До двери его проводили молчанием, только стесанный затылок, шумно вздохнув, прошептал:
— Ага, ушел.
Гости ждали, что скажет хозяин. Он поставил недокуренную папиросу на блюдечко, как свечку, и, наблюдая за струйкой дыма, произнес одобрительно, с небрежностью мудреца:
— Интересный малый. Из тех, которые мечтают сделать во всем мире одинаково приятную погоду…
Журналист, брат революционера, в свое время заподозренного в провокации, поддержал:
— …забывая о человеке из другого, более глубокого подполья, — о человеке, который признает за собою право дать пинка ногой благополучию, если оно ему наскучит.
— Да, — забывая о человеке Достоевского, о наиболее свободном человеке, которого осмелилась изобразить литература, — сказал литератор, покачивая красивой головой. — Но следует идти дальше Достоевского — к последней свободе, к той, которую дает только ощущение трагизма жизни… Что значит одиночество в Москве сравнительно с одиночеством во вселенной? В пустоте, где только вещество и нет бога?
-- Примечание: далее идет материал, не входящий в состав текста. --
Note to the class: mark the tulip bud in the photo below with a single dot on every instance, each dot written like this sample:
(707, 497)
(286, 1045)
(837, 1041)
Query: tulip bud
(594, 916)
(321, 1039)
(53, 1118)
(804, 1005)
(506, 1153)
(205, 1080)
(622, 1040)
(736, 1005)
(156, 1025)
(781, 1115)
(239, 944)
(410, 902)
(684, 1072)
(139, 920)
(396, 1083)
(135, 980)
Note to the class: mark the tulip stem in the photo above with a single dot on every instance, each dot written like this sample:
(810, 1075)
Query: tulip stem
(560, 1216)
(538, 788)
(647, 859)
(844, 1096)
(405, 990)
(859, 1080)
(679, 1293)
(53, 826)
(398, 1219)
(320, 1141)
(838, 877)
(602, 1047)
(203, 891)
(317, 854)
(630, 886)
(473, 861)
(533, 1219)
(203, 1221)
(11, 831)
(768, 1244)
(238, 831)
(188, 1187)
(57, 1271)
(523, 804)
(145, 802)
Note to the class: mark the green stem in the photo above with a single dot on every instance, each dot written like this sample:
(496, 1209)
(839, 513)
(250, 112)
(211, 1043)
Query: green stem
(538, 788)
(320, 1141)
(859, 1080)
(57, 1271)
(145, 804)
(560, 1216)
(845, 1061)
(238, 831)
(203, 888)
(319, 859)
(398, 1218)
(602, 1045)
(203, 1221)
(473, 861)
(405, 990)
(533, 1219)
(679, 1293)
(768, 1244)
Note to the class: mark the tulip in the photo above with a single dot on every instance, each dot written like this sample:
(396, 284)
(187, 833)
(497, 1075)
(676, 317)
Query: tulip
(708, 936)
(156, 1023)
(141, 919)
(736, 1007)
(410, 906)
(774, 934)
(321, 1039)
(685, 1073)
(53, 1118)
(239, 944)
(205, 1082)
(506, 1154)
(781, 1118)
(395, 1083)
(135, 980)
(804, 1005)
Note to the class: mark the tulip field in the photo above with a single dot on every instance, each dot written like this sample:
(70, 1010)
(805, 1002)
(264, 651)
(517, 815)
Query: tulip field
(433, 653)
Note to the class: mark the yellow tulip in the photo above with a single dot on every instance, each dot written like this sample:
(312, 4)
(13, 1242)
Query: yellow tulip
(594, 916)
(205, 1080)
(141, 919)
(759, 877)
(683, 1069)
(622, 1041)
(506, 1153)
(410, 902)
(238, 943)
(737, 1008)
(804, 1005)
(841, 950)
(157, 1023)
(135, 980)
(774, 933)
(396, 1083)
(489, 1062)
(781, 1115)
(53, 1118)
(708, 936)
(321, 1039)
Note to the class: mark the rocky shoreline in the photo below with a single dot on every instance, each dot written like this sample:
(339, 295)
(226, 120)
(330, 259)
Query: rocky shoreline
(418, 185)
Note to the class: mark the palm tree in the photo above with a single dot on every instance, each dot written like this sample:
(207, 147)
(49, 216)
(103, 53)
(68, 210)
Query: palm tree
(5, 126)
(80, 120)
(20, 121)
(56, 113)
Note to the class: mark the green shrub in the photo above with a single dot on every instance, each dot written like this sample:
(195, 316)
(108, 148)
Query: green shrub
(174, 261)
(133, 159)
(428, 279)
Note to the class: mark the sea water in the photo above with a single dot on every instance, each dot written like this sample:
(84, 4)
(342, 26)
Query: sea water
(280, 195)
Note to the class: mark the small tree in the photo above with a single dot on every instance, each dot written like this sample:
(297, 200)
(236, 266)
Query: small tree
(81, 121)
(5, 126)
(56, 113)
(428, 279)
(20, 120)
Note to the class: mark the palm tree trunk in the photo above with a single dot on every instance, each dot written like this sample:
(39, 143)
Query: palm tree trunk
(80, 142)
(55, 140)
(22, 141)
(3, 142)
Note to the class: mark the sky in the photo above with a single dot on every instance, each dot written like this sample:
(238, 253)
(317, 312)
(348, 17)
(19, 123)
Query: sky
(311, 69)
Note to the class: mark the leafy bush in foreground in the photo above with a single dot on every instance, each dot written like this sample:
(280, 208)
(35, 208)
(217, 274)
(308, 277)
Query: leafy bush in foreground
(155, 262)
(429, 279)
Самгину казалось, что хозяина слушают из вежливости, невнимательно, тихонько рыча и мурлыкая. Хозяин тоже, должно быть, заметил это, встряхнув головой, он оборвал свою речь, и тогда вспыхнули раздраженные голоса.
— Каков? — спросил серый человек с квадратным затылком. — Бандит 906 года! Ага?
Особенно возмущались дамы, толстая говорила, болезненно сморщив лицо:
— А язык! Вы обратили внимание, какой вульгарный язык?
Ей вторила дама меньших объемов, приподняв плечи до ушей, она жаловалась:
— Отрава материализмом расширяется с удивительной быстротой…
Говорили все и, как всегда, невнимательно слушая, перебивая друг друга, стремясь обнародовать свои мысли. Брюнетка, туго зажатая в гладкое, как трико, платье красного цвета, толстогубая, в пенснэ на крупном носу, доказывала приятным грудным голосом:
— Мы обязаны этим реализму, он охладил жизнь, приплюснул людей к земле. Зеленая тоска и плесень всяких этих сборников реалистической литер[атуры] — сделала людей духовно нищими. Необходимо возвратить человека к самому себе, к источнику глубоких чувств, великих вдохновений…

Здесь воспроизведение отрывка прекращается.